Pacing - No one question matters unless you let it
I want to cover something that is vastly important and largely misunderstood. Time and time again I have encountered students struggling with this same issue, so it is worth addressing. Even though this topic pertains to the entire gmat exam, I am putting it in the quantitative section forum because this is the area where students are more likely to let it destroy their score.
No one question matters unless you let it. Reflect on that for a second, because it's super important, weird, true, and again...important. It is such a misunderstood concept. The GMAT exam is not testing your ability to "get all of the questions right," or to "get as many questions right as you can." The algorithm that computes your score is very complicated, and you can get the same percentage of questions right on two different exams and end up getting two vastly different scores. Things that tend to crush your score are a large string of consecutive incorrect answers, unanswered questions remaining at the end of the section (these actually hurt your score more than answering them incorrectly would), and a very low hit rate for the last 5 or 10 questions. These are all problems that are likely to arise if you spend way too much time on one/several questions.

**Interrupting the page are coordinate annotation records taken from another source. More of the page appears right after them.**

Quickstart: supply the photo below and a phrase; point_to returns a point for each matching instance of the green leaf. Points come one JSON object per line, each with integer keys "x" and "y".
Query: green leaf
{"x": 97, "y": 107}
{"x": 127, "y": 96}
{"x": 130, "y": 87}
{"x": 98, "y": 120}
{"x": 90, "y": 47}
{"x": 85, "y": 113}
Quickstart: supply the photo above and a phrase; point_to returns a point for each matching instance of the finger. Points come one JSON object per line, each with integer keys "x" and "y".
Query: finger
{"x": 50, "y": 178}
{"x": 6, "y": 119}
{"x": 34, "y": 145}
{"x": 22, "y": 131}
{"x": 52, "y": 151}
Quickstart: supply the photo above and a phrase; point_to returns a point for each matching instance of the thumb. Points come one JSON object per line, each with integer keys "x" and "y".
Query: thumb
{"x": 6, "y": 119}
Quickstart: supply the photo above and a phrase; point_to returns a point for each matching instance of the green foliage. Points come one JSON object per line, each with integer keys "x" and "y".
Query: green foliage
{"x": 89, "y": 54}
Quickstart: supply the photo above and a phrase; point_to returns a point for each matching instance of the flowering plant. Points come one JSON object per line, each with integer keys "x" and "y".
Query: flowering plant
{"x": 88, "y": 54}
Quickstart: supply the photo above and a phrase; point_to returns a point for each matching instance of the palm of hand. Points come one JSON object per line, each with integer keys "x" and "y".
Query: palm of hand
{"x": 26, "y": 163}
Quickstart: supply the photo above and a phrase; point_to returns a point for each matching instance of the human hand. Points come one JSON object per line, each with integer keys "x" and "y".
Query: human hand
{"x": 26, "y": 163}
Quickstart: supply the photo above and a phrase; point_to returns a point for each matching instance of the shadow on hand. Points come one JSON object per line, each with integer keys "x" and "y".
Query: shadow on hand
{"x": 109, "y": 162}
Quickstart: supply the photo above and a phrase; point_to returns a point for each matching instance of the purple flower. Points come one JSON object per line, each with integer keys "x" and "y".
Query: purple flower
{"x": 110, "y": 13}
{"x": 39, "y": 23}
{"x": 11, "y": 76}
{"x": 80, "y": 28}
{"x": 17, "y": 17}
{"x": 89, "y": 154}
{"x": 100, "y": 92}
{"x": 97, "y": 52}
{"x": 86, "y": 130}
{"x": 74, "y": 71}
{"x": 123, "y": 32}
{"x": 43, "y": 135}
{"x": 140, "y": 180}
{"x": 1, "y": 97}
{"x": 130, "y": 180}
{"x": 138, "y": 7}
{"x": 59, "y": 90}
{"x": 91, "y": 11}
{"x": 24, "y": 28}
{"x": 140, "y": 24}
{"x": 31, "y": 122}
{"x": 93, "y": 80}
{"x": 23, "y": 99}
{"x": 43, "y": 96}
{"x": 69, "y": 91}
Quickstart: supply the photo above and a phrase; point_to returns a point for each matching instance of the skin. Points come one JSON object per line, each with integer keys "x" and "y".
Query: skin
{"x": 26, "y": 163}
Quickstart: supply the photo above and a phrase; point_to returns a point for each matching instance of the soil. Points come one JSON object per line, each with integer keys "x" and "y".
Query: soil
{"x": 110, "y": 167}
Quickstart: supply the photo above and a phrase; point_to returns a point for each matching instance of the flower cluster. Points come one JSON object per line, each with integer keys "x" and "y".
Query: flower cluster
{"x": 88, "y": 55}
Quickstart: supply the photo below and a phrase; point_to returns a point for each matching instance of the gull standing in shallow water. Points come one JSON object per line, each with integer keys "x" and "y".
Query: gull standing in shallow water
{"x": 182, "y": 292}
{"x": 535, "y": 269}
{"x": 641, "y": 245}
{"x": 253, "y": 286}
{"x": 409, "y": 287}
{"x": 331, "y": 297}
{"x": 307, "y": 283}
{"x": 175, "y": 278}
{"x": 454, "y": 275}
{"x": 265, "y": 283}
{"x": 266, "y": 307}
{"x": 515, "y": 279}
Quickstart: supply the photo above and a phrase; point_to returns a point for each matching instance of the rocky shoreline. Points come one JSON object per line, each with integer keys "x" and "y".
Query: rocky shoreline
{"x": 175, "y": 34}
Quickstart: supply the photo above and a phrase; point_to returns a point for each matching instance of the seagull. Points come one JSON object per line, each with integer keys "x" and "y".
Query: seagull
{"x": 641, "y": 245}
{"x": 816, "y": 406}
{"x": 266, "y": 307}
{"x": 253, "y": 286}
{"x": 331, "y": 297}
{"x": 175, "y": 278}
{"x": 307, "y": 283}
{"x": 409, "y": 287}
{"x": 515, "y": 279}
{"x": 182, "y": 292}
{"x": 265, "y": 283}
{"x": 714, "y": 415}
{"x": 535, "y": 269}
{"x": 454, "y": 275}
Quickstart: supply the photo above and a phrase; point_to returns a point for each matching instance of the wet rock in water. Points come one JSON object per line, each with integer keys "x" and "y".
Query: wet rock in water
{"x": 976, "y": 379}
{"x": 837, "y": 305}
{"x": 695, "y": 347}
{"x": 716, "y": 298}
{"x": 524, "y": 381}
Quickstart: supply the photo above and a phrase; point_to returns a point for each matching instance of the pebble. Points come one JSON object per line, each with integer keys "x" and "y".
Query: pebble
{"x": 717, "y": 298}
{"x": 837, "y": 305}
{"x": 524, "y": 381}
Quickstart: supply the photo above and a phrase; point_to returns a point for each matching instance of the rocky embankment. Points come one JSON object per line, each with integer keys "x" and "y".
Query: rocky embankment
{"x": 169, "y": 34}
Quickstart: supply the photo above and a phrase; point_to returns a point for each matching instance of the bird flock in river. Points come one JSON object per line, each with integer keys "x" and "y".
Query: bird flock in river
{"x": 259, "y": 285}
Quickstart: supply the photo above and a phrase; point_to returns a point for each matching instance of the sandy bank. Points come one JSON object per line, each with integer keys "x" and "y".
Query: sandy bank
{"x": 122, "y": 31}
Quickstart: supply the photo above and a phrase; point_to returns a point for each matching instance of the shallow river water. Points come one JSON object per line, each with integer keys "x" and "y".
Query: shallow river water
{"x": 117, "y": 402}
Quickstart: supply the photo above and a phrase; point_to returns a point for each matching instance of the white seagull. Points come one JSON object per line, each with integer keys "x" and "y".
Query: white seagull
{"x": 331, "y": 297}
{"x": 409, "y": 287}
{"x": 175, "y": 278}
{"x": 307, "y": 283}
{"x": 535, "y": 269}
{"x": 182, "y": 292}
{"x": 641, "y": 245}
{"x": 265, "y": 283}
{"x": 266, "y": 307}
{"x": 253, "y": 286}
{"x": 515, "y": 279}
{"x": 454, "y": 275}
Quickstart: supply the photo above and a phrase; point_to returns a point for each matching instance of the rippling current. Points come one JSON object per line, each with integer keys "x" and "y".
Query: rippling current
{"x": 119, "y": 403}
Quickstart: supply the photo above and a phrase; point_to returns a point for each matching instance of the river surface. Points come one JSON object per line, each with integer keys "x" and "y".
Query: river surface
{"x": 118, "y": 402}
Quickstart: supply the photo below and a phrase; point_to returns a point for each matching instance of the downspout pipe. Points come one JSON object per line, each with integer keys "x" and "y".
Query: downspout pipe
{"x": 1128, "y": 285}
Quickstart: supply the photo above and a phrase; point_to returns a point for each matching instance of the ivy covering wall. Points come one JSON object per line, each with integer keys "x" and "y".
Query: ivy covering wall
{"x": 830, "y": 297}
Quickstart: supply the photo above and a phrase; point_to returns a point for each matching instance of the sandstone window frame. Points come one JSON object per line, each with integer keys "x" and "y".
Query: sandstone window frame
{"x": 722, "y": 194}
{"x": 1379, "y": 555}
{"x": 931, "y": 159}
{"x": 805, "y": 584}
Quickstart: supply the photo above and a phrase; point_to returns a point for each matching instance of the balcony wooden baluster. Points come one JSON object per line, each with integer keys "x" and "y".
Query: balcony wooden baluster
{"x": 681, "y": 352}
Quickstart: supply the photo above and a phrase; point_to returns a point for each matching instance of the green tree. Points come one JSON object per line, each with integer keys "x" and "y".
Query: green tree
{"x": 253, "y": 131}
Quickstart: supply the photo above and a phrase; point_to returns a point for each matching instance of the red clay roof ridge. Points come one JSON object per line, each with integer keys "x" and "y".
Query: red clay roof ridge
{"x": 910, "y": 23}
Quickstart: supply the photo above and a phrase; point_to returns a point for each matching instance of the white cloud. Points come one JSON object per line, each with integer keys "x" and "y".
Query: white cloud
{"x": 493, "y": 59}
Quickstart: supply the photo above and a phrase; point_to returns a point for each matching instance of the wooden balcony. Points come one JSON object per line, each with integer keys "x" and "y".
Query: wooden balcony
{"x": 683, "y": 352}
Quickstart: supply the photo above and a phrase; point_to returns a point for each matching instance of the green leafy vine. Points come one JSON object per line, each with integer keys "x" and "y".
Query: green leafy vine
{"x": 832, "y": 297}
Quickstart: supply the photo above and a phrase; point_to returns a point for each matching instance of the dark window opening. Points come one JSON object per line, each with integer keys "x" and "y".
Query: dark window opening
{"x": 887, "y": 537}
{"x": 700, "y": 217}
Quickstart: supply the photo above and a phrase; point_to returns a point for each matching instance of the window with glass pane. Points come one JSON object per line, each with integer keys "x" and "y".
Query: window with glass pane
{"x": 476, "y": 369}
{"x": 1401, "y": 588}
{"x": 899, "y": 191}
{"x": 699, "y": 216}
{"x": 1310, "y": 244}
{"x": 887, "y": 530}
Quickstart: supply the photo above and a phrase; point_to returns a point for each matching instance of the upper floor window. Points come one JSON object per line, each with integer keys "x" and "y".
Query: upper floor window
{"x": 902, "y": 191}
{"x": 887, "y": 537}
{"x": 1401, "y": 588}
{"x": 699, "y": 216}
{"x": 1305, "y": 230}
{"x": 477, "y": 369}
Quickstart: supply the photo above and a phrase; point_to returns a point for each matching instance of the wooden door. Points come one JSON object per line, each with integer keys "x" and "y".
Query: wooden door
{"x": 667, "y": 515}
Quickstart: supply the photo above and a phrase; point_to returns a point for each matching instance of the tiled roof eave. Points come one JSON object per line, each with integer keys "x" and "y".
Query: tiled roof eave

On its own, each individual question is not actually that significant. The GMAT has 37 quantitative questions to gauge your ability level (currently ignoring the issue of experimental questions), so whether you get a certain question right or wrong doesn't actually matter much. Let's pick on question #17 for a second (just because it looked at me wrong!). If you start question 17, realize that it is not going your way, and ultimately make an educated guess after about 2 minutes and get it wrong...that doesn't hurt you much. You missed the question, but you didn't let it burn a bunch of your time and you live to fight another day (or in this case question). But if you start question 17, are struggling with it but decide that you know this question and you just need a little more time (e.g. "This is geometry, I am so good at geometry, I have to get this right!), then it will become very significant because it will kill your score. In this example let's say you spend 6 minutes on question 17, and you get it right! Congratulations! Except...you now are statistically not even going to get to attempt to answer two other questions because of the time that you spent on #17 (with an average of 2 minutes per question, you just allocated 3 questions' worth of time to this question). So your 1 question victory just got you 2 questions wrong! Loop in the concept of experimental questions, aka the fact that #17 may not even be a question that counts toward your score, and the situation gets even more depressing.
Pacing is critical, and your pacing on quant questions should very rarely ever go above 3 minutes. Spending an excessive amount of time on a question but getting it right is not a success; it is a bad strategic move. I challenge you to look at any practice tests that you have taken and decide whether you have let this happen to you. Were there a few questions that you spent way over 2 minutes on and got right, but then later in the test a bunch of questions that you had to rush on and therefore ended up missing, even though they may not have been that difficult?